Cody’s face twisted of its own accord into a brittle smile.
Sawyer screamed something unintelligible and leaped down into the hold. He landed with a deep thud alongside Cody, the broad sabre he kept at his side shimmering in the light as he drew it and placed it alongside Cody’s throat.
‘Tell me the real coordinates, now!’
Cody felt the cold steel touch his skin, felt his own pulse threading its way past the blade. The smile spread further across his features and he began to laugh. He couldn’t help himself. Mirth wracked his body as he laughed out loud, his own booming chuckles echoing through his mind as he felt himself let go of the grief, of the regret, of the unspeakable fear for Maria that scalded through his veins.
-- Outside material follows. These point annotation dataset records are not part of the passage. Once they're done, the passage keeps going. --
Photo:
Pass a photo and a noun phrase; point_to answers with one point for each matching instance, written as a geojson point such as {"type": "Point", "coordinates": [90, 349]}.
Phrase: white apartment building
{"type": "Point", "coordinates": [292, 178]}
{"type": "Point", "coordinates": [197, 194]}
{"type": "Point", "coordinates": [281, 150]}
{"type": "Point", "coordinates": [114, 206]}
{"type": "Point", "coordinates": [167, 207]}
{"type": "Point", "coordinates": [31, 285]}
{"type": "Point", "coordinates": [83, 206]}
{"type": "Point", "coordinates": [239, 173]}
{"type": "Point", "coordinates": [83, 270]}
Sawyer stood back from him and looked up at Hank. The captain said nothing, watching as Cody’s macabre delight finally subsided. Sawyer turned and the blade flashed up to Bethany’s face. Sawyer caught the weapon a bare inch from her neck, his eyes fixed on Cody.
‘The coordinates,’ he snarled.
Cody did not look at Bethany as he spoke.
‘She just killed my little girl,’ he managed to rasp, his throat dry. ‘I don’t care what you do to her. I don’t care what any of you do any more. I hope to hell that you sail this ship into a hurricane and spend your last moments listening to each other drowning and being eaten alive by sharks.’
Bethany flinched visibly at his words. Sawyer snarled and raised the sabre high to bring it down upon Bethany. The sound of a pistol being cocked caused him to hesitate and look up at Hank. The captain aimed the pistol at Sawyer and shook his head.
‘Not just charts in that compartment, Sawyer,’ he snarled. ‘Bethany, get out of the hold.’
Bethany cast one last look at Cody and then turned and fled. Cody looked at Sawyer, who stared down at him in a paralysis of volatile emotions, rage alternating with disbelief for space on his features.